Очевидно, что политические мифы создавались ещё в древнем мире и сопровождают нашу историю государства и права давно, а вот самой разработкой проблематики, связанной с существующими в истории государства и права мифами, в странах Запада начали заниматься только с XVIII столетия. В России данные вопросы стали рассматриваться гораздо позднее, но, тем не менее, мы не отстаём в этом от наших зарубежных коллег. Многие отечественные учёные: К. Ф. Завершинский, Е. М. Метеленский, Д. Н. Михайлов, В. Л. Римский, В. С. Полосин, В. Н. Панин, А. В. Понеделков, А. М. Цуладзе, А. Б. Чаблин, А. В. Чернышёв, Ю. Ж. Шайгоробский и другие – исследовали различные аспекты, связанные с существующими мифами истории государства и права. Авторам представляется, что существующие в истории государства и права зарубежных стран мифы могут наполняться как положительным, так и отрицательным содержанием. Произвольное разрушение отдельных подобных мифов несёт хаос и разрушение иному обществу и государству. Например, по мнению авторов, подобным является политический миф о Гражданской войне в США 1861–1865 гг. Под влиянием победившего Севера гражданская война воспринимается и в России как вторая буржуазно-демократическая революция в США, главным вопросом которой было освобождение американских рабов и ликвидация отсталых, противоречащих капитализму форм хозяйственной деятельности Юга [5].
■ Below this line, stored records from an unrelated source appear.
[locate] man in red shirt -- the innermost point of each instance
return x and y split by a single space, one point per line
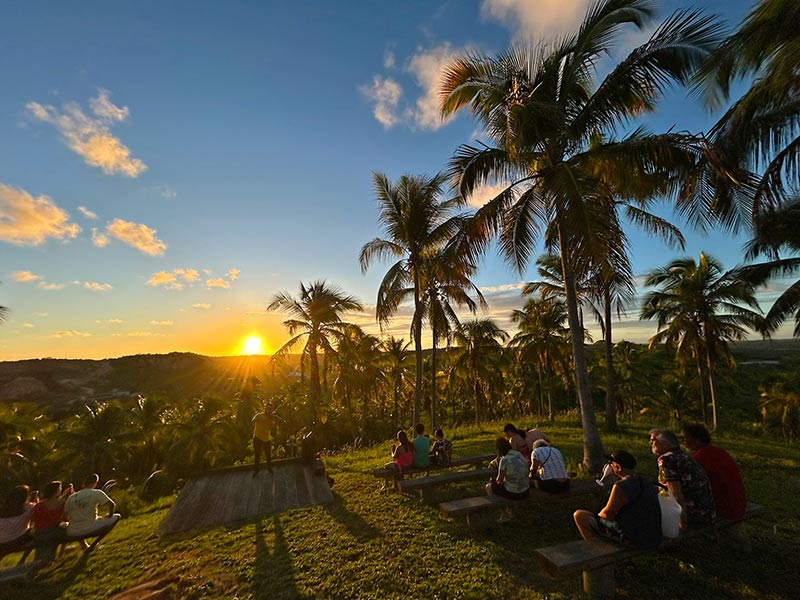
723 472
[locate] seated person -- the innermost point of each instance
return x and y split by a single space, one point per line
46 518
15 519
511 480
516 437
548 471
442 451
632 514
81 512
727 487
422 446
402 455
685 480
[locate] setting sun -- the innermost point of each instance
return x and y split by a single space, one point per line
253 345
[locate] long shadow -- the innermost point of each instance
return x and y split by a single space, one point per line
354 523
273 573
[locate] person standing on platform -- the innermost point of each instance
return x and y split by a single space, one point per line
263 423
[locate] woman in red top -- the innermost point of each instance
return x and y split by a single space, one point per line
46 517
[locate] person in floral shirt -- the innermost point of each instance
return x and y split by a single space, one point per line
684 478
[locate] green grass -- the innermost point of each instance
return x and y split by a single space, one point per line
384 545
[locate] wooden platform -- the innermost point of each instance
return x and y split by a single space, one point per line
234 494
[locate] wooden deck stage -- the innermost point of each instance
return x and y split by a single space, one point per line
234 495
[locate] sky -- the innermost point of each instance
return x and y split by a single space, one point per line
166 168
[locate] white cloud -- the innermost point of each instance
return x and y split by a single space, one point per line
90 137
73 333
26 220
218 283
428 66
97 287
386 94
99 239
24 276
139 236
87 213
537 21
171 280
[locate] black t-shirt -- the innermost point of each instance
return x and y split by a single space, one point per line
640 517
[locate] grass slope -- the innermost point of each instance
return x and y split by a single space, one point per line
384 545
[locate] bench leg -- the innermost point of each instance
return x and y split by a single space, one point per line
599 583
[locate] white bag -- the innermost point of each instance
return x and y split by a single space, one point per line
670 515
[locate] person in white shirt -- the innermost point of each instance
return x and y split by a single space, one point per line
81 512
548 470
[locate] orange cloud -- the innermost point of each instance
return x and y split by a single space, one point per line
90 136
139 236
28 221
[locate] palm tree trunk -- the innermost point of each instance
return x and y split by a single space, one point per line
611 375
593 456
712 392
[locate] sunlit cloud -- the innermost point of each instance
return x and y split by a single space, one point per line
87 213
24 276
385 93
90 136
97 287
62 334
172 280
136 235
26 220
537 21
101 240
427 67
218 283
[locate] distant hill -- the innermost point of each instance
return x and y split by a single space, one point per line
60 384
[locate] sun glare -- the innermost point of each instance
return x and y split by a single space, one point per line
253 345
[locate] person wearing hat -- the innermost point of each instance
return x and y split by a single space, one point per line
548 471
632 513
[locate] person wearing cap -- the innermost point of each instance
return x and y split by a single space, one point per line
632 513
685 480
548 471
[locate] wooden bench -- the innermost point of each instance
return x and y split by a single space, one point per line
476 460
426 485
596 557
470 507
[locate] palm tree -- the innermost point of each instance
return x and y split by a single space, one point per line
316 314
699 309
417 225
544 114
446 279
481 349
756 140
543 335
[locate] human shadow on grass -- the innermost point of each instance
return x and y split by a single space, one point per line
354 523
273 573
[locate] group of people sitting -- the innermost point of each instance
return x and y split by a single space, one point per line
705 485
418 453
525 458
59 515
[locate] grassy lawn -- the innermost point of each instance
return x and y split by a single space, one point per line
369 544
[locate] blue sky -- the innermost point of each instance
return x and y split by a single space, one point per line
166 167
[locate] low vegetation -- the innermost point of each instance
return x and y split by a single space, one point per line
369 544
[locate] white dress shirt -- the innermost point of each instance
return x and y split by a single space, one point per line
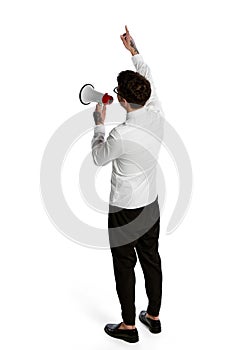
133 148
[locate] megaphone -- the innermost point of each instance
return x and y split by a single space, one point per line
88 94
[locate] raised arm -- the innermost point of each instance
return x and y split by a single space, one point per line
142 68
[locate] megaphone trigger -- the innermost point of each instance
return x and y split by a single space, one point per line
87 95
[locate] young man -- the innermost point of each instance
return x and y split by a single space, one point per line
133 193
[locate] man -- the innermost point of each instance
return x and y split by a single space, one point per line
128 145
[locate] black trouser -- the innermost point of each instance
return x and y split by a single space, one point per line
124 261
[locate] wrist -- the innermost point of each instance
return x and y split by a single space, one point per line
134 52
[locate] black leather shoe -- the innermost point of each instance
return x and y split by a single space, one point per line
153 325
129 335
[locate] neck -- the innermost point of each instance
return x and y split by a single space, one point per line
130 109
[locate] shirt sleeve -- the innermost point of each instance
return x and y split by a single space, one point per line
105 151
142 68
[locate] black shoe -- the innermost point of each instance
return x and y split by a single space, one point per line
153 325
129 335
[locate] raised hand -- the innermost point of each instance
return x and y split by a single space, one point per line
129 42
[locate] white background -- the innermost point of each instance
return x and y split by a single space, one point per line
56 294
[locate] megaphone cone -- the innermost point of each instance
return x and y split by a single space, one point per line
87 95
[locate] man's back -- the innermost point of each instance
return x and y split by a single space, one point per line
133 147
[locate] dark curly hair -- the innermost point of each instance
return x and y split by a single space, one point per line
134 87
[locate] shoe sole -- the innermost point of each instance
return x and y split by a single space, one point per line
151 329
133 340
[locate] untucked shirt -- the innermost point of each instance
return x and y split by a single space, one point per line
133 148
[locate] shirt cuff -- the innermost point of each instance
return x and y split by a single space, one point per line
137 57
99 128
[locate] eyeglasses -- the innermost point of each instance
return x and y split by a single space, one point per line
116 91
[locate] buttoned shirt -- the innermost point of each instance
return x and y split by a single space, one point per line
133 148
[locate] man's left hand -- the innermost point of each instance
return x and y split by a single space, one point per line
99 114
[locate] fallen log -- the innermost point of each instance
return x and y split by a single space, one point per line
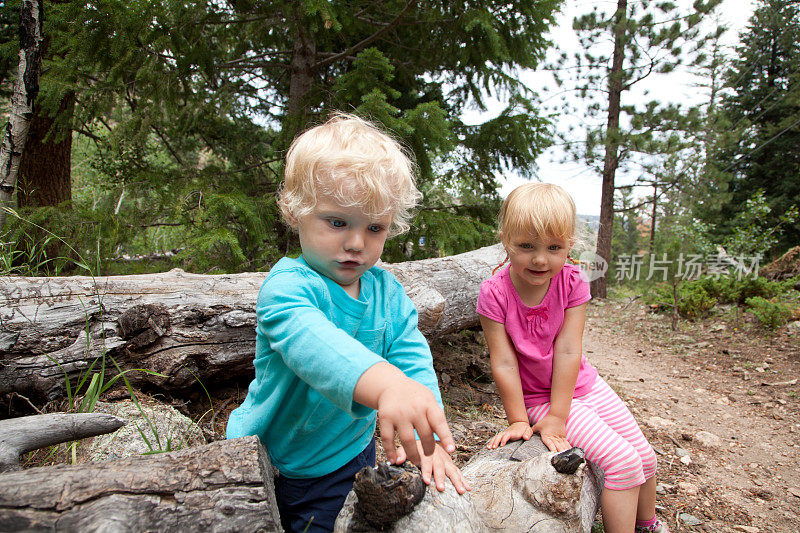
223 486
519 487
181 326
28 433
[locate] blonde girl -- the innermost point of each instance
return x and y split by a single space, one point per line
533 313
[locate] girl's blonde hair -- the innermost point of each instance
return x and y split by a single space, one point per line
541 209
354 163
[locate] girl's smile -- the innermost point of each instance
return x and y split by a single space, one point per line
534 262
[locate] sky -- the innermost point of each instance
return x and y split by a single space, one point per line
579 180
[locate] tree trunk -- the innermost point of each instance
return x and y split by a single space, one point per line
653 215
301 77
45 170
514 488
29 433
223 486
611 161
26 87
182 326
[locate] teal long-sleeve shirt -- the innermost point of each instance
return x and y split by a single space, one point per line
313 343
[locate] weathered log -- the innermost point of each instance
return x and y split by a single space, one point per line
514 488
182 326
223 486
28 433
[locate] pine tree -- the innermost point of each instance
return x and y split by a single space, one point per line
650 38
763 105
185 109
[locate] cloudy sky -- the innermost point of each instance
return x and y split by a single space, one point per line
580 181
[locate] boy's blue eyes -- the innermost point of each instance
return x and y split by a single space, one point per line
529 246
337 223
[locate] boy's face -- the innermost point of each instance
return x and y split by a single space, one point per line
342 243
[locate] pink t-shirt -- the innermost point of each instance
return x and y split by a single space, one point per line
533 330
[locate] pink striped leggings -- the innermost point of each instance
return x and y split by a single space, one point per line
600 423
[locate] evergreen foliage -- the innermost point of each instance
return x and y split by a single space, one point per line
763 107
184 111
649 39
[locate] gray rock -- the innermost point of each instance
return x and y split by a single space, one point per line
151 427
689 520
707 439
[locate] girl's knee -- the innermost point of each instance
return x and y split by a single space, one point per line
622 470
649 462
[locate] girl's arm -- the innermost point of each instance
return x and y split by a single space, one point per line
567 352
505 371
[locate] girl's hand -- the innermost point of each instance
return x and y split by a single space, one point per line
516 431
441 465
553 430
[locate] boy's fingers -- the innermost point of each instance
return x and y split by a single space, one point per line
439 476
439 425
409 442
457 479
427 465
425 437
401 456
387 439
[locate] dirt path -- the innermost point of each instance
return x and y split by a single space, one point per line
709 377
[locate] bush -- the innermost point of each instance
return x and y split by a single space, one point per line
727 289
771 313
693 300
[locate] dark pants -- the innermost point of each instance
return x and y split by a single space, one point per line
315 502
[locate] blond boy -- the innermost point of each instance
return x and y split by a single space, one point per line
337 337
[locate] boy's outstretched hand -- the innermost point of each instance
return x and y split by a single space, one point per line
403 406
441 465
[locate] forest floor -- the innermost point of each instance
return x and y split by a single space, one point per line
717 399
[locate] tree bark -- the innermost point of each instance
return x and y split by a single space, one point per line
26 87
599 286
182 326
514 488
45 170
28 433
223 486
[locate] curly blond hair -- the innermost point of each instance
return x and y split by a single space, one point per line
354 163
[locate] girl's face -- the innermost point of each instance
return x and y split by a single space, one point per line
535 260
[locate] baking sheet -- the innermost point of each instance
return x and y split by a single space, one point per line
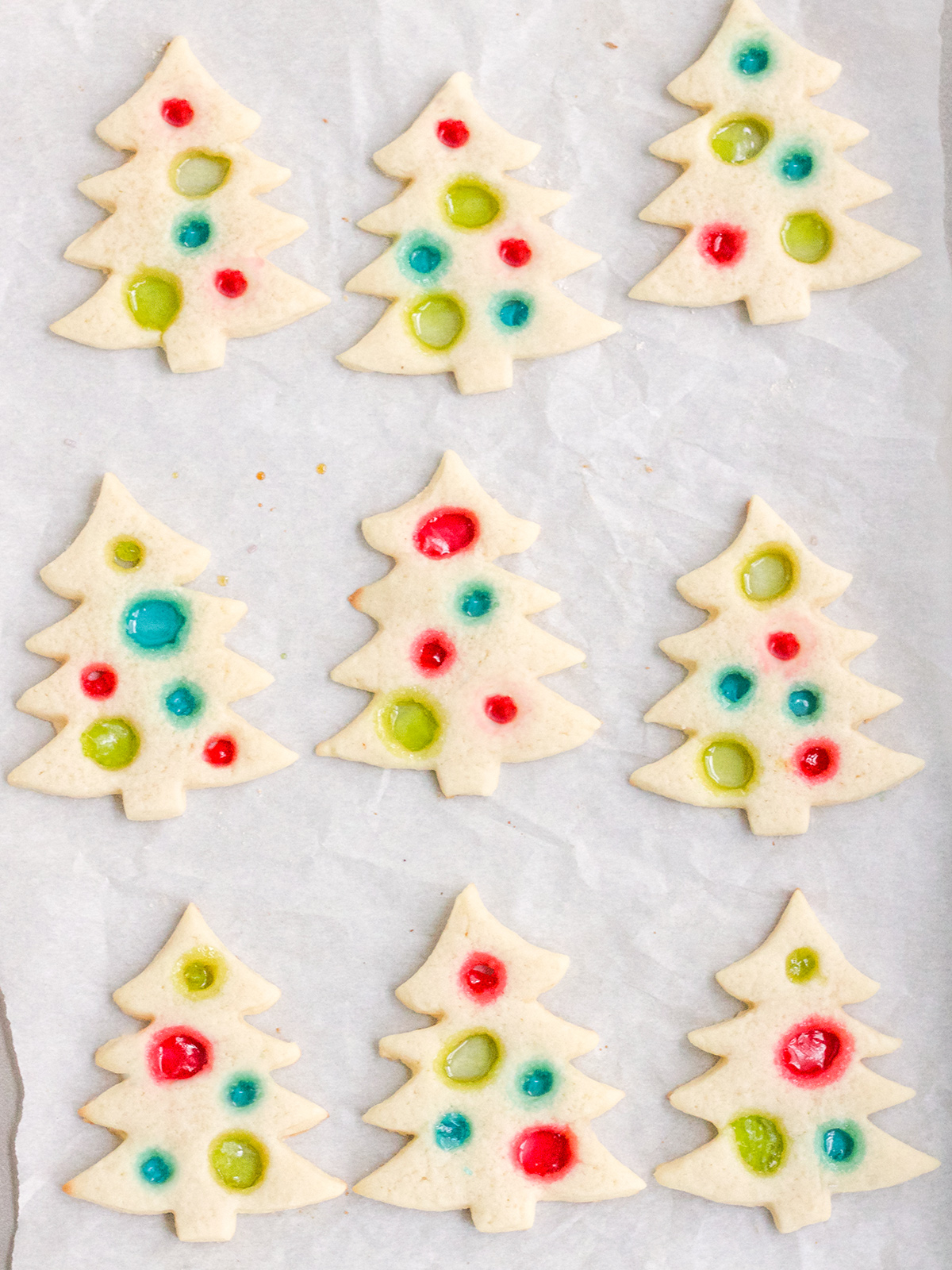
636 457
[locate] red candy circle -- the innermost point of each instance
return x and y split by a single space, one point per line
446 531
723 244
452 133
220 752
178 112
818 760
99 681
178 1054
516 252
482 977
230 283
501 709
784 645
816 1052
545 1153
433 653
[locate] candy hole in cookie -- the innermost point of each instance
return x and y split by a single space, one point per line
239 1160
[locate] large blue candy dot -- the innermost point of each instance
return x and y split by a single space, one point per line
514 313
803 702
537 1083
735 686
838 1146
753 60
452 1130
156 1168
425 258
797 165
476 602
194 233
244 1091
154 622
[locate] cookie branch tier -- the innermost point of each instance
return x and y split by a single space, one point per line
201 1118
791 1095
765 194
455 664
141 702
473 268
499 1115
768 705
184 245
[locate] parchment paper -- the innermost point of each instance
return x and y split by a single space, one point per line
636 457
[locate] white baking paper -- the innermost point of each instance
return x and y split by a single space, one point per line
635 456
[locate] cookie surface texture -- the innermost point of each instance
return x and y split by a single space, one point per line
765 194
201 1118
791 1095
473 268
501 1117
186 241
455 664
141 704
768 705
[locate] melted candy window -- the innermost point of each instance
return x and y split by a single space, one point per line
740 140
806 237
197 173
112 743
761 1143
470 1060
239 1160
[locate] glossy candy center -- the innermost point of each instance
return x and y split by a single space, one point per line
154 624
444 533
154 298
220 751
501 709
239 1160
178 112
156 1168
178 1056
514 252
806 237
437 321
727 764
784 645
112 743
198 173
470 205
740 140
543 1153
99 681
473 1060
410 724
723 244
230 283
803 965
482 977
759 1143
767 575
735 686
753 60
452 1132
452 133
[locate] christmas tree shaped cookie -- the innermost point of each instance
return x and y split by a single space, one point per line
768 705
473 268
141 704
455 664
499 1115
202 1121
791 1095
186 241
765 194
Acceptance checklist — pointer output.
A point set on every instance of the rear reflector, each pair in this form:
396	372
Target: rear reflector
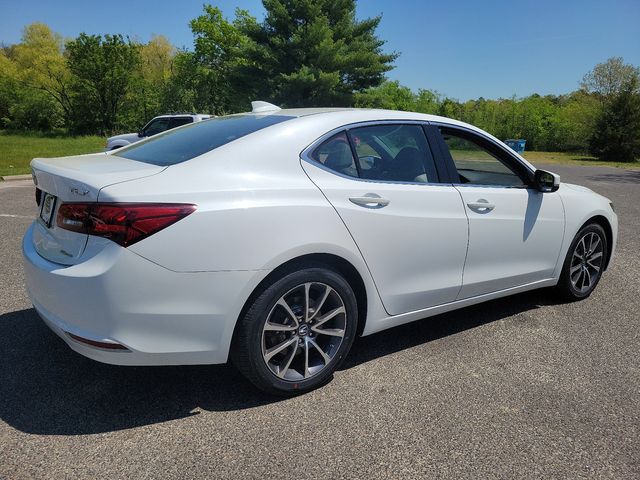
123	223
93	343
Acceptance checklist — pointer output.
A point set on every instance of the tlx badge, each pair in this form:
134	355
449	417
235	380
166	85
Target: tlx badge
78	191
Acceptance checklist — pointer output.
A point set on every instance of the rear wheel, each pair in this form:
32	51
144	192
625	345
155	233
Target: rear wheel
297	332
584	263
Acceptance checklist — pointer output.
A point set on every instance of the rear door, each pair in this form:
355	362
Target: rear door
515	231
411	229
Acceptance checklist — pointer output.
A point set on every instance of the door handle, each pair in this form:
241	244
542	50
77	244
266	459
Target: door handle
481	206
370	200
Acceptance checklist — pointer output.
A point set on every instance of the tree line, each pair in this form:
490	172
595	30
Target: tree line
302	54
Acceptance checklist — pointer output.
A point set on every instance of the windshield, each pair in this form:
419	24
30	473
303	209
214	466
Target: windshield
176	146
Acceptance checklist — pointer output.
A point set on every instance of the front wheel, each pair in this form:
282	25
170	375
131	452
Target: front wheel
584	263
297	332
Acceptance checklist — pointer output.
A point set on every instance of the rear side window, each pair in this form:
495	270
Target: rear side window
179	121
335	154
176	146
156	126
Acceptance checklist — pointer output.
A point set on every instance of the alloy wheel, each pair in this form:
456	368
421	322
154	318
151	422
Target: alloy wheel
586	262
303	331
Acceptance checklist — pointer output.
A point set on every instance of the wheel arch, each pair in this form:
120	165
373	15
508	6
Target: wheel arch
326	260
608	231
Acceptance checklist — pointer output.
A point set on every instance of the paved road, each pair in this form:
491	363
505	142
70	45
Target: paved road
517	388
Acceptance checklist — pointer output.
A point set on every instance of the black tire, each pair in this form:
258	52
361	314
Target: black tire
566	288
247	348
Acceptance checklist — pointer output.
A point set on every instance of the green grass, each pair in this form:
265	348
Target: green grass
17	150
564	158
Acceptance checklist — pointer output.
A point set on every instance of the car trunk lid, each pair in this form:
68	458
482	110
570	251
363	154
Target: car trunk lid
75	179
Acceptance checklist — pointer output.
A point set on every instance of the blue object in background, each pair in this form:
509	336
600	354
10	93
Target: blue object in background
517	145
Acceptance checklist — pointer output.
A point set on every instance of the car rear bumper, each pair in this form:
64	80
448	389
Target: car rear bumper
161	317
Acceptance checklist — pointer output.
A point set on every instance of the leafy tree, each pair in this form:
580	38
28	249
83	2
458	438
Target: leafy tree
41	68
617	133
389	95
103	69
149	83
207	79
311	53
609	78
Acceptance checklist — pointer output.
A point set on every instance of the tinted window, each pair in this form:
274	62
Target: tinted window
175	146
179	121
335	153
475	164
156	126
396	153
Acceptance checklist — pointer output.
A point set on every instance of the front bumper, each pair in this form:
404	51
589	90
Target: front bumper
162	317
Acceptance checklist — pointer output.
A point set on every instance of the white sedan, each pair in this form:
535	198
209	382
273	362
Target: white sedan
274	237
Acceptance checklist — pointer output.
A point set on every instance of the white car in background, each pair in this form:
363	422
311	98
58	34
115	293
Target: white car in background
157	125
275	237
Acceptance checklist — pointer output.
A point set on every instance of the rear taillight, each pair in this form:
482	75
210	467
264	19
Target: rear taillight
124	223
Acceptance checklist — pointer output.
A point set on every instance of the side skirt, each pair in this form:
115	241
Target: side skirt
377	325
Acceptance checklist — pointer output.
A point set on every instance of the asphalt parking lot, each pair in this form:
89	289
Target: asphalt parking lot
523	387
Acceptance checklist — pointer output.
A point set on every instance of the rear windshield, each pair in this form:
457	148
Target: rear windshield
175	146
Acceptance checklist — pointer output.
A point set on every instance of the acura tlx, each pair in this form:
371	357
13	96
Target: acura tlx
273	238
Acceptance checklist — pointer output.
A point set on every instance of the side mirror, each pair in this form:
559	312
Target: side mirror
546	181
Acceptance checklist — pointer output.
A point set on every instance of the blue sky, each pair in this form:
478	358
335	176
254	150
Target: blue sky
463	49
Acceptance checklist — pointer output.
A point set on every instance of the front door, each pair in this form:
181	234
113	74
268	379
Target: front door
515	231
411	230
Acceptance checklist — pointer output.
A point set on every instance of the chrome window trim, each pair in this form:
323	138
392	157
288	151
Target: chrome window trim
306	153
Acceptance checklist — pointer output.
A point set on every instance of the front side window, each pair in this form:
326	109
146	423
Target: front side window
175	146
393	153
388	153
475	164
156	126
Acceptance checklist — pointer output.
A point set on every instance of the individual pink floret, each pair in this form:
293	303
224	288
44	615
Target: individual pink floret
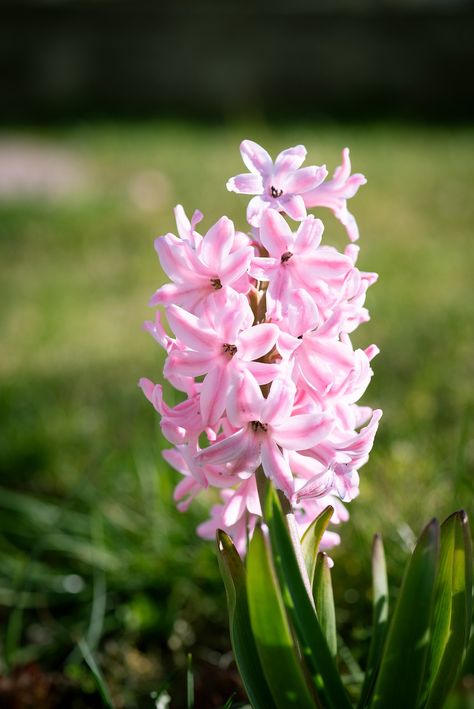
295	260
218	344
266	429
201	269
335	192
279	185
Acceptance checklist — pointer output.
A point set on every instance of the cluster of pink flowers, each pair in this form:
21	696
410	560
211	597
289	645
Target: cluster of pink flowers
261	348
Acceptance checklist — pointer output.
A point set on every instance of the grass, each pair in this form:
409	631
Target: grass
91	547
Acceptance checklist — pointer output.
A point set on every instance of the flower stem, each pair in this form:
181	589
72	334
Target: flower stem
262	487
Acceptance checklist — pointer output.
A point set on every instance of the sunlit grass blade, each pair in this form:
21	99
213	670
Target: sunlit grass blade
243	643
189	683
401	671
324	599
98	676
452	610
379	618
312	641
272	632
311	540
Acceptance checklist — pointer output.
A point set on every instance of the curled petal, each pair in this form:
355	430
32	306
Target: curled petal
290	159
217	243
214	393
295	207
256	341
190	329
235	265
302	431
276	467
247	183
275	234
256	158
305	179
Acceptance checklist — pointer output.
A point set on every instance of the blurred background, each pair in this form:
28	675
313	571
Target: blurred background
111	113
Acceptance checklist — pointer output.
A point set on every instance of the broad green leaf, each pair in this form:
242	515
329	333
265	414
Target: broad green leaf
243	643
379	618
452	610
402	668
271	629
324	599
312	641
311	540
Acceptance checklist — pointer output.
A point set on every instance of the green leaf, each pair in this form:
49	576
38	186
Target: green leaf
275	646
243	643
401	672
452	610
311	540
379	618
98	676
189	683
324	599
312	641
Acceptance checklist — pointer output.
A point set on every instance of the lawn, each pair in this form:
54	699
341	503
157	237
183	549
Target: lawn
90	543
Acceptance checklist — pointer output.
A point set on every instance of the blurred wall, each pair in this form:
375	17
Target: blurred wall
221	58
Авторам представляется, что хозяйство Юга было высокоприбыльным и тесно связанным не только с капитализмом Севера, но и с капитализмом Великобритании.
С момента возникновения государства США и до 40 гг. XIX в. Юг был силён политически и ставил своих президентов, имел большинство в палате представителей и сенате [6].
Политические дивиденды от использования данного политического мифа имеют сейчас и демократы (которые и начали эту войну как сторонники сохранения рабства), и республиканцы (давшие афроамериканцам свободу и избирательные права) [7]. И никто там уже не задаётся вопросом, а почему после освобождения американских рабов в США, после победы Севера в 1865 г. ещё более ста лет в стране проводилась расовая сегрегация и до сих пор существует расизм: «белый» и «чёрный» [8].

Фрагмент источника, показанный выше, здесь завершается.